Ideally, the FCS would use a multipurpose missile that can be employed not only against armored vehicles, but the entire array of ground and aerial targets encountered on the battlefield. As on modern naval vessels, it would probably be wise to include a small- or medium-caliber gun for close range and low priority targets, but this would depend on the capabilities of the missile system.

Back to the Future

No doubt most MBT proponents will object to the idea that a missile-armed future combat system can make obsolete the gun-armed main battle tank. Perhaps they would find it worthwhile to ponder the words of Rear Admiral Austin M. Knight in his introduction to the 1917 book, The United States Navy— From the Revolution to Date:

“And through all its changes the backbone of the fleet has continued to be the fighting ship of large and steadily increasing size, with powers of offense and defense evenly balanced upon the whole — recognizing the menace of secondary enemies and guarding against them as best it may, but seeing its real opponent in the battleships and dreadnoughts of the enemy. The dreadnought of today has succeeded, through gradual, not revolutionary, development, to the line-of-battle ship of two centuries ago. It may be

that this type is soon to become obsolete, but the evidence that this is so appeals far more strongly to the popular imagination than to the seasoned judgment of students of naval warfare.”
Substitute “battle tank” and “land warfare” for the terms “battleship” and “naval warfare,” and the paragraph would read almost as if it were printed in a current issue of ARMOR. Admiral Knight’s words should stand as a note of caution to those who think the MBT is here to stay. Just as the self-guided missile has displaced the gun in naval warfare, so is it sure to do in ground combat. The question is, will the Armor community follow Javelin and Longbow Hellfire on the path to the future, or will it stay on the same dead end street that doomed the battleship to oblivion?
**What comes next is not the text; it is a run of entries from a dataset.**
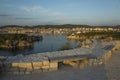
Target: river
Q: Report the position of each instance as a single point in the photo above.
(48, 44)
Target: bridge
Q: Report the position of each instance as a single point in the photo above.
(98, 54)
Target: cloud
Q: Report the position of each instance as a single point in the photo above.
(5, 15)
(35, 9)
(25, 18)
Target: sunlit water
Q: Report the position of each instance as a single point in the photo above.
(48, 44)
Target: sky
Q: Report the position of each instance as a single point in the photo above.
(55, 12)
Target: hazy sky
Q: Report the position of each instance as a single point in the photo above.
(37, 12)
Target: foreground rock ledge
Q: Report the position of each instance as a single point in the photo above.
(98, 54)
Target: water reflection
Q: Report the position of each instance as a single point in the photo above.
(48, 44)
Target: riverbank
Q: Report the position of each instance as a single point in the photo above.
(109, 71)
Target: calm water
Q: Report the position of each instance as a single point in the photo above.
(48, 44)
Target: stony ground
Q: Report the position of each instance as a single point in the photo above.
(109, 71)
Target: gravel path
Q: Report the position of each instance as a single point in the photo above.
(110, 71)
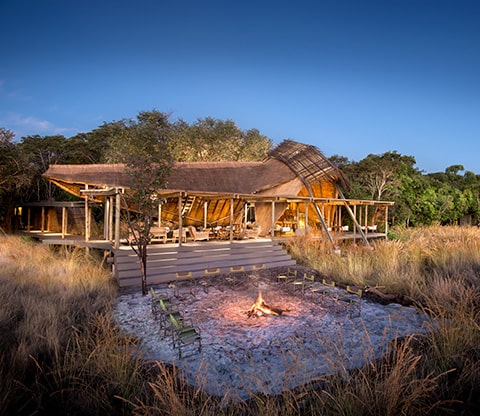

Disturbing parallels to land warfare?

Lethality, range, and accuracy of the Harpoon antiship missile has enabled modern cruisers and destroyers to become the Navy’s primary surface combatants, a role that used to belong to the heavily-armored, direct-fire, big-gun battleships. (Photo: U.S. Navy)

As in naval warfare, aerial combat is now dominated by guided missiles; guns have been relegated to the status of backup weapons. (Photo: U.S. Air Force)

Hellfire, seen here being fired from an M113, can hit targets as far away as 8000 meters—almost three times as far as the Abrams! If adapted to the Longbow Hellfire system, ground forces would have a heretofore unknown combat capability. (Photo: Rockwell International)

The shape of things to come? A missile-armed Future Combat System might resemble the Bradley-LOSAT (Line Of Site Anti-Tank) prototype shown here. A very low silhouette is made possible by a turretless configuration. (Photo: Loral Vought Systems)


*Stanley Crist is a former tank commander, having served with the 3d Battalion, 185th Armor.